但是,当我们把这个设计综合到 FPGA 时,很快在要求的时钟频率下遇到时序问题。
时序与 FMAX
可以用下式估算设计的潜在最大工作频率:
FMAX (MHz) = 1000 / (T − WNS)
其中:
T 是时钟周期(ns)
WNS 是 worst negative slack(ns)
在本设计中,长的组合累加路径把我们限制在约 31 MHz 左右。问题不是滤波器本身,而是 RTL 的架构:累加路径没有针对 FPGA 的 DSP 与布线资源优化。

为 FPGA 重新架构
要为 FPGA 优化滤波器,我们需要:
使用转置形式的 FIR
正确对 DSP 元件做流水线
这意味着要启用 DSP48 的内部流水线寄存器,使设计映射到:
DSP48 的 A 和 B 输入寄存器
P 输出寄存器
下文给出了转置形式的修订 RTL,并可以复用同一套 cocotb 测试平台验证功能正确性。
library ieee;
use ieee.std_logic_1164.all;
use ieee.numeric_std.all;
entity fir_21tap_2reg is
generic (
DATA_WIDTH : integer := 16;
COEFF_WIDTH : integer := 16
);
port (
clk : in std_logic;
rst : in std_logic;
data_in : in signed(DATA_WIDTH-1 downto 0);
data_out : out signed(15 downto 0) -- 16-bit registered output
);
end entity fir_21tap_2reg;
architecture rtl of fir_21tap_2reg is
constant NUM_TAPS : integer := 21;
constant PROD_WIDTH : integer := DATA_WIDTH + COEFF_WIDTH; -- 16+16 = 32
constant ACC_WIDTH : integer := PROD_WIDTH + 5; -- headroom
subtype coeff_t is signed(COEFF_WIDTH-1 downto 0);
subtype acc_t is signed(ACC_WIDTH-1 downto 0);
type coeff_array_t is array (0 to NUM_TAPS-1) of coeff_t;
type state_array_t is array (0 to NUM_TAPS-2) of acc_t; -- N-1 states
------------------------------------------------------------------------
-- 21 FIR coefficients h[0]..h[20]
------------------------------------------------------------------------
constant COEFFS : coeff_array_t := (
to_signed( 937, COEFF_WIDTH), -- h0
to_signed( 2402, COEFF_WIDTH),
to_signed( 1479, COEFF_WIDTH),
to_signed( -1122, COEFF_WIDTH),
to_signed( -1138, COEFF_WIDTH),
to_signed( 1751, COEFF_WIDTH),
to_signed( 1079, COEFF_WIDTH),
to_signed( -3238, COEFF_WIDTH),
to_signed( -1119, COEFF_WIDTH),
to_signed( 10356, COEFF_WIDTH),
to_signed( 17504, COEFF_WIDTH),
to_signed( 10356, COEFF_WIDTH),
to_signed( -1119, COEFF_WIDTH),
to_signed( -3238, COEFF_WIDTH),
to_signed( 1079, COEFF_WIDTH),
to_signed( 1751, COEFF_WIDTH),
to_signed( -1138, COEFF_WIDTH),
to_signed( -1122, COEFF_WIDTH),
to_signed( 1479, COEFF_WIDTH),
to_signed( 2402, COEFF_WIDTH),
to_signed( 937, COEFF_WIDTH) -- h20
);
------------------------------------------------------------------------
-- State registers for transposed structure: s(0)..s(19)

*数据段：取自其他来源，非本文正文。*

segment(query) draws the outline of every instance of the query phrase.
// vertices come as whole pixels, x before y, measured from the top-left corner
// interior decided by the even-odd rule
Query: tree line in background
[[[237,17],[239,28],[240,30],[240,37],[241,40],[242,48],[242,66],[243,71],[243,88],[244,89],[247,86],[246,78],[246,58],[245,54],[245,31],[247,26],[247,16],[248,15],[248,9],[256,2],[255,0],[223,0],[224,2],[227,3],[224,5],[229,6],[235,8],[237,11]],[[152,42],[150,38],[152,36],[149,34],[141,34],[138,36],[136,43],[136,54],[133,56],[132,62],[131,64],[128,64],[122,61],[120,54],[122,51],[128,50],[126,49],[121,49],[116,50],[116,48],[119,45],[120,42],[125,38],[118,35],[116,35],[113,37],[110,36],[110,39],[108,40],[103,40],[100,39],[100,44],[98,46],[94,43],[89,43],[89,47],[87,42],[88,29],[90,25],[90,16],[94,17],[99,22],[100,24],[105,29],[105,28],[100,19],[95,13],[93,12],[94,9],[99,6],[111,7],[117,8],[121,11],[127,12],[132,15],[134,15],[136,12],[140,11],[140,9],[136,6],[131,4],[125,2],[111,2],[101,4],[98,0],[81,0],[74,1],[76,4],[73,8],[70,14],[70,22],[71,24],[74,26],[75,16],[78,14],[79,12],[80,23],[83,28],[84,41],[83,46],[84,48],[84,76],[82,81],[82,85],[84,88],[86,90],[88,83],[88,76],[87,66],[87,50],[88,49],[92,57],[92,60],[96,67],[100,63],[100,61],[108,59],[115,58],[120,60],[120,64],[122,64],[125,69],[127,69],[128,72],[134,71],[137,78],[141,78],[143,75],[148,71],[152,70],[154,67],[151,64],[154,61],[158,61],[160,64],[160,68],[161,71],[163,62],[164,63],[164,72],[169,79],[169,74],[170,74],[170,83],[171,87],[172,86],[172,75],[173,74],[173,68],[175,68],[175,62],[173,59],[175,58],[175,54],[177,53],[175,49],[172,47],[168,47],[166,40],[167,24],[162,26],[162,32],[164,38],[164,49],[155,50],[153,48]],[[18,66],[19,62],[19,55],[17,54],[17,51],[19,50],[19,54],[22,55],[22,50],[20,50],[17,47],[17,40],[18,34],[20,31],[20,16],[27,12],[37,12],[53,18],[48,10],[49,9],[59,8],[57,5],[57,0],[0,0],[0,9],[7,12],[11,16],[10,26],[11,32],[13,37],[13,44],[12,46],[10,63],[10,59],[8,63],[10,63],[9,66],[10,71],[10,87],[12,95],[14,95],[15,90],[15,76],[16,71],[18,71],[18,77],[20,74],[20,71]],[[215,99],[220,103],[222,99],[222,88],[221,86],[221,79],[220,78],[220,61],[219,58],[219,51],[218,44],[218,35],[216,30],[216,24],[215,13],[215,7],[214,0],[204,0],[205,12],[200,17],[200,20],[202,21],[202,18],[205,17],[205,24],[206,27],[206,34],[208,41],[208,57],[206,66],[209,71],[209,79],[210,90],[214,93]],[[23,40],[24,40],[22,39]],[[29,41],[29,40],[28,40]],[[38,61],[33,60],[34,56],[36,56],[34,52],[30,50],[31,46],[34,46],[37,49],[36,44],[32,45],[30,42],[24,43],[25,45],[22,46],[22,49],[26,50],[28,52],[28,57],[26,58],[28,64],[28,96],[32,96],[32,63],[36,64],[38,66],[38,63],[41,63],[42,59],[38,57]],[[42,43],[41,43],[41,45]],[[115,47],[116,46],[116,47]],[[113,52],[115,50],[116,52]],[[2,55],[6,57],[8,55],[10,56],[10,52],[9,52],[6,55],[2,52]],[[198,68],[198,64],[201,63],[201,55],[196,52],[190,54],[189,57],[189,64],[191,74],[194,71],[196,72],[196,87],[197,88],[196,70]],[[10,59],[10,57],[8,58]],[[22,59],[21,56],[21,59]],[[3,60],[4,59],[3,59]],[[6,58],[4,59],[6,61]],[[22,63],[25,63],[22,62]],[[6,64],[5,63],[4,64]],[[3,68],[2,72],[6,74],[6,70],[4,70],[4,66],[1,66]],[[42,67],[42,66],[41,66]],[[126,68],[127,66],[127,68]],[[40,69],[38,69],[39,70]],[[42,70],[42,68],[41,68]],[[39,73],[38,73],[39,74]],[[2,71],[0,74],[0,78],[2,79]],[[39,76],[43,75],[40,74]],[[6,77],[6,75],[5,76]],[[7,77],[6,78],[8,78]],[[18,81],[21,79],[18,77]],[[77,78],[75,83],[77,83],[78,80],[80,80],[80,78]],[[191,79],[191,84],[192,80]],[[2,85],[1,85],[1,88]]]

------------------------------------------------------------------------
signal state : state_array_t := (others => (others => '0'));
signal data_out_reg: signed(15 downto 0) := (others => '0');
begin
data_out <= data_out_reg;
------------------------------------------------------------------------
-- Transposed-form FIR
--
-- Equations (for N=21, indices 0..20):
-- z_20[n] = h20 * x[n]
-- z_k[n] = h(k+1) * x[n] + z_{k+1}[n-1], k = 0..19
-- y[n] = h0 * x[n] + z_0[n-1]
--
-- Here:
-- state(k) holds z_k[n] (k = 0..19)
-- data_out_reg holds y[n]
------------------------------------------------------------------------
fir_proc : process (clk)
variable x_ext : signed(DATA_WIDTH-1 downto 0);
variable prod : signed(PROD_WIDTH-1 downto 0);
variable acc : acc_t;
begin
if rising_edge(clk) then
if rst = '1' then
state <= (others => (others => '0'));
data_out_reg <= (others => '0');
else
-- Extend input to full precision once
x_ext := data_in;
------------------------------------------------------------------
-- Update last state: z_20[n] = h20 * x[n]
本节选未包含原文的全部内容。